她掙開得輕而易舉,如果是幾年前,即使是已經是很長時間無法進行任何運動的身體,她想跟這些人拼個魚死網破也是很輕鬆的事情。
「我從小學的是怎麼殺人,不是怎麼當沒有骨氣的東西,更不是出賣精靈之森換取安寧。」
王清說:「如果要這樣,我今天不介意打破老師的遺願,跟你同歸於盡。」
這些人堵在她辦公室門口,臉色都不好看,特別是被她打了巴掌的那位,正陰著臉看著王清的方向。
精靈之森只有精靈庇護者能進入,還需要有淨化採集系老師的虹膜掃碼證明。
「你今天就是要了我這條老命,我也要見到精靈樹!孫老師,繼續抓!」
「王清,你的觀念實在太迂腐了,如今全世界都在被污染入侵,要是沒有精靈樹,黛蘭鎮的民生怎麼維持?黛蘭鎮的土壤怎麼維護?」
「你永遠只考慮你自己的地位,只考慮你那死去的老師!你躲在精靈之森里當然不會被污染而死,你的命是命,全黛蘭鎮的命就不是命了嗎?」
王清冷淡地看著朝自己襲來的人,袖中短劍已經出鞘。
但就在這時,她莫名感覺自己的動作快了一點,那污染帶來的沉疴不知何時被壓了下去,源源不斷的體力正在充盈著她的經脈,連昏沉的思緒都清明了些許。
王清:「……?」
來不及多想,王清一膝蓋頂暈了面前的戰鬥系老師,動作利落得行雲流水。
她甩了甩刀,一刀直接從頭髮花白的教授眼前劃了過去,精靈庇護的風在她身邊揚起,老教授脖子上那翡翠綠葉項鍊被割斷,珠子散落了一地!
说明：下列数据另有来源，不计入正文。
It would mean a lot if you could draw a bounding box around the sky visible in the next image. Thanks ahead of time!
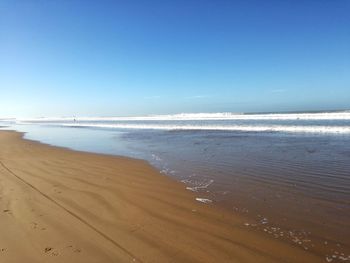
[0,0,350,117]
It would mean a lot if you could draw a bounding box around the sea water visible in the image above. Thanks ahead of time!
[2,111,350,261]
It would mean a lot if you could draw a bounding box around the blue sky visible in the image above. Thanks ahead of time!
[0,0,350,117]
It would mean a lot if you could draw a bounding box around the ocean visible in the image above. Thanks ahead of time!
[2,111,350,262]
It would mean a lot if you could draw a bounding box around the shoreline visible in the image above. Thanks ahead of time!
[0,130,325,262]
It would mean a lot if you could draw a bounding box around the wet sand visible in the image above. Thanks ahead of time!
[0,131,325,262]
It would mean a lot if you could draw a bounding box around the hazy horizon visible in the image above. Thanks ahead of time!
[0,0,350,118]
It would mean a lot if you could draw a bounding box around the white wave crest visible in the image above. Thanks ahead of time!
[17,111,350,122]
[56,123,350,134]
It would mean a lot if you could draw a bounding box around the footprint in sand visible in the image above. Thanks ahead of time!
[44,247,59,256]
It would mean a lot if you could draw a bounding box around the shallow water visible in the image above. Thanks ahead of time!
[2,113,350,262]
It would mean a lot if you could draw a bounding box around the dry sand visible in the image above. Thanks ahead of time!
[0,131,324,263]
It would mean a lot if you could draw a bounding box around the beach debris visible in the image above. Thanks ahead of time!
[196,197,213,204]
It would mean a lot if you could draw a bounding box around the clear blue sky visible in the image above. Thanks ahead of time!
[0,0,350,117]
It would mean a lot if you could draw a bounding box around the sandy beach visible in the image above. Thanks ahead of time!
[0,131,324,263]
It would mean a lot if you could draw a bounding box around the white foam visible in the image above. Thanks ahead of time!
[55,123,350,134]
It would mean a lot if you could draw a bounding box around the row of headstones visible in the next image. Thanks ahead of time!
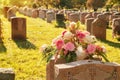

王清突如其來的恢復戰力讓在場所有人都懵了一下,頭髮花白的教授怔了片刻,隨後大腦湧上來是鋪天蓋地的後怕和怒意!
只是王清沒給她說話的機會,她把自己老師當年送出去的那條項鍊往辦公室里一踢,拿著刀沒有任何停頓地上前,風在她身後以駭人的趨勢,鋪天蓋地的凝聚!
剛剛還強硬地試圖堵門的教授們一鬨而散,被她發瘋起來追著跑了半層樓,老教授鞋都跑掉了一隻,臨出門前,還被王清狠狠踹了一腳。
這棟樓又恢復了斑駁的平靜。
王清只追到了樓底,她倚在門口的門框上,看著那群人朝主校區逃竄的樣子,沒忍住笑了一聲,隨即又有些憂慮。
……她這不會是迴光返照了吧?
王清其實知道自己時日無多了,她的實力到底是不如自己老師的,但沒想到這一天來得這麼快。
在略微的不安中,王清回到辦公室,給自己接上掃描儀。
辦公室內一片狼藉,但此時只剩安靜的滴滴聲,王清垂眸看著數據時,餘光瞥到另一邊的牆頭。
只見一個靈活的身影幾步竄出,跟之前步伐出奇一致地翻了出去。
王清:「?」
她終端上又收到了一堆異常警告。
翻牆逃課還帶二周目的?
剛剛不是已經出去了嗎,怎麼的,剛翻得不夠滿意,還要個完美開局?
看著衛九離開的背影,王清總感覺有哪裡有說不上來的不對勁。
……
衛九落到了牆外,隨手收起了判官筆,從隨身空間裡掏出了一片瓜,邊走邊吃了起來。
按理來說衛九應該任由一切發生,把這段劇情當做線索處理。
因為這是早就發生過的事情,即使她介入了,現實世界裡也不會出現任何改變。
但衛九這個人通副本向來隨心所欲,系統也早就提示過了這個副本有許多不同的解法,她入系時向王清保證過,她會做力所能及的事情。
……只是她力所能及的事情稍微有點多罷了。
如果不救下王清,衛九怕是今天晚上都睡不著覺了。
衛九拿著盲盒,來到了當年的美食節駐地。